C’est une villa de rêve.
La Villa de vos rêves.
Bien sur, tout est faux, et vous le savez très bien.
Il
n’y a pas de falaise, pas de rochers ni de vagues, pas plus qu’il n’y a
cet éternel ciel constellé d’étoiles, ni même cet éclair qui vient
irrémédiablement frapper l’une des tours, tous les soirs du mois de mai
à 20h45 pile. Ce n’est qu’un leurre, un montage numérique de mauvaise
qualité qui apparaît au début du générique, juste avant le titre de
l’émission et les visages béats des heureux mortels venus goûter au
fruit défendu.
Et le plus drôle, c’est qu’il n’y a même pas de villa.
Mais ça aussi, vous le savez.
Il
n’y a qu’un énorme bloc en béton situé en plein centre de la capitale,
truffé de caméras de surveillance et entouré de tout un labyrinthe de
grillages, de barbelés, d’agents de sécurité armés jusqu’aux dents, et
qui, vu de l’extérieur, doit bien paraître l’endroit le plus laid de
tout le pays.
Mais vous vous en foutez.
Vous pensez tous que ce bloc immonde est le lieu le plus merveilleux qui puisse exister.
Et le pire, c’est que vous rêvez tous d’aller crever là-bas.
Je m’appelle Aloïs, et je suis Dieu.
Pas le Dieu que l’on trouve dans la Bible,non, je suis mieux que ça.
Premièrement je suis plus présent et plus palpable, ce qui fait que personne n’aurait l’idée saugrenue de nier mon existence.
Deuxièmement,
vous ne discutez jamais mes ordres et mes idées vous semblent toujours
judicieuses, car nous cohabitons dans une entente parfaite. Vous êtes
prêts à vous sacrifier pour moi, et rien ne vous procure davantage de
plaisir. C’est que personne ne peut vous comprendre aussi bien que moi,
ni savoir aussi bien que moi ce dont vous avez envie, puisque je suis
le Dieu de ce système de choses.
Troisièmement, je vous aime, et moi, au moins, je le prouve.
Mon
prédécesseur vous a donné le jardin d’Eden que vous vous êtes empressés
de perdre avec votre manie de vouloir tout bouffer, même quand on vous
dit que vous allez en être malade jusqu’à la fin de vos jours. Mais
vous n’avez rien voulu savoir, et ça fait des milliers d’années que
vous n’arrivez pas à la digérer, cette fichue pomme.
Jusqu’à ce que j’arrive et que je vous pardonne tout.
Moi je ne vous en veux pas de vouloir tout goûter, tout savoir.

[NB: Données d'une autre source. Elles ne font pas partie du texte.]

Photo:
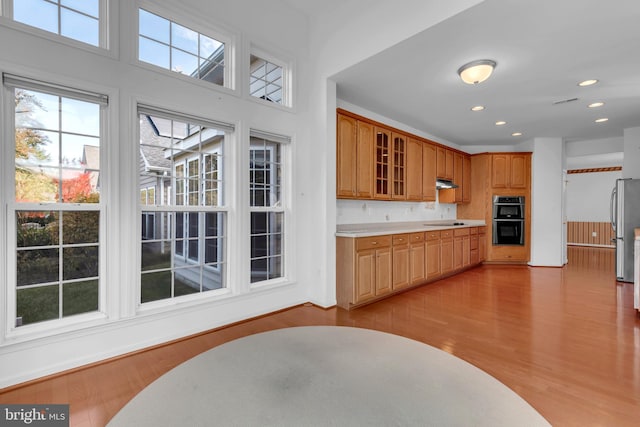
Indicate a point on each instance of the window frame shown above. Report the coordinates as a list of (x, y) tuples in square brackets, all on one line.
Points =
[(222, 263), (10, 82), (212, 30), (107, 36)]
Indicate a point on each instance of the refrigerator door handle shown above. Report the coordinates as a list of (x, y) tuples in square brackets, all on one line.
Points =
[(613, 207)]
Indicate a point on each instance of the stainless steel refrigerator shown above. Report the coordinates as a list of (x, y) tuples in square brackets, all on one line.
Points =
[(625, 216)]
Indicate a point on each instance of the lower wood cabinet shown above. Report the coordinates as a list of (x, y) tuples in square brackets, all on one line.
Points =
[(371, 268)]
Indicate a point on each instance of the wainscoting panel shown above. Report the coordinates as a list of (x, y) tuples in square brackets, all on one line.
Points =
[(589, 233)]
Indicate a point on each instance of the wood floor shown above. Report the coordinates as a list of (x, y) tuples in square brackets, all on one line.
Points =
[(565, 339)]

Je vous donne même l’occasion de pouvoir être mes égaux, voyez que je ne suis pas égoïste !
IL vous a interdit le chemin qui mène à son jardin, moi je vous ouvre grand une autre voie.
Je vous offre mieux qu’un tas d’herbes broussailleuses et une poignée de fleurs.
Je vous offre La Villa.
Je m’appelle Aloïs, et je suis Dieu.
Vous voulez savoir ce que cela fait d’être un élu ?

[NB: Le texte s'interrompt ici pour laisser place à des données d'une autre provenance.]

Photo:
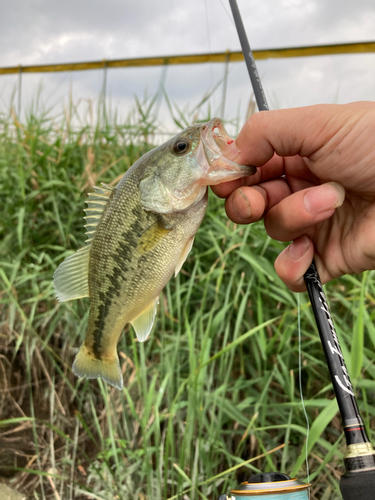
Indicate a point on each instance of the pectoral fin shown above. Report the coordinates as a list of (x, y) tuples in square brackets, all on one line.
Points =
[(71, 277), (183, 256), (143, 323), (152, 236)]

Vous voulez passer un pacte avec moi ?
Rien ne saurait me faire davantage plaisir. Mais sachez que chaque chose a son prix.
Et lorsque entrez dans la lumière…
Comptez vos jours, car vos jours sont comptés.

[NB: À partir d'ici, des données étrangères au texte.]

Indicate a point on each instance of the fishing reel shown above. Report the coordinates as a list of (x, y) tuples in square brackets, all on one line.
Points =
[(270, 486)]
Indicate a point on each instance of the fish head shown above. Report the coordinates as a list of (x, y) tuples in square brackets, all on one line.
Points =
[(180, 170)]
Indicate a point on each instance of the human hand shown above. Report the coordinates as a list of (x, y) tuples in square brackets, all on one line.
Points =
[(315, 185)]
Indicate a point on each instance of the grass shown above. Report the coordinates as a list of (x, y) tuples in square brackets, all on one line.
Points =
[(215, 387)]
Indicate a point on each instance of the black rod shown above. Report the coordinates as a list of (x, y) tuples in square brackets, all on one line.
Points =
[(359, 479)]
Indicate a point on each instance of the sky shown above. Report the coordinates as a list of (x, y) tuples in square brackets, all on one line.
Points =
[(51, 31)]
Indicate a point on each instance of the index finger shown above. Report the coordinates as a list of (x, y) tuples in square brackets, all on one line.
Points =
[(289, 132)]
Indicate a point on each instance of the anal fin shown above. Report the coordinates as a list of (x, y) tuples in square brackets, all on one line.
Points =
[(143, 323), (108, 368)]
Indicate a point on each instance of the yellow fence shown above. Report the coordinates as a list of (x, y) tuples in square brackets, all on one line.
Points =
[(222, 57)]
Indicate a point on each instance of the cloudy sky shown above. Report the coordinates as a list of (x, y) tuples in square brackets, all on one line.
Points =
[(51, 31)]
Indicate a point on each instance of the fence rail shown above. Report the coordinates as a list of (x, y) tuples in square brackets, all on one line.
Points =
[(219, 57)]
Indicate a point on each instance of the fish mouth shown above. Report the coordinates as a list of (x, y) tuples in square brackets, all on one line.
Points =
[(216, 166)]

La télé-réalité risque-t-elle de dériver vers cette extrémité où des gens courront le risque de mourir pour vivre comme des rois le restant de leur vie pour satisfaire les goûts d’un certain public qui, comme au temps des gladiateurs, baissera le pouce pour les condamner ? Le livre pose la question et engage la polémique.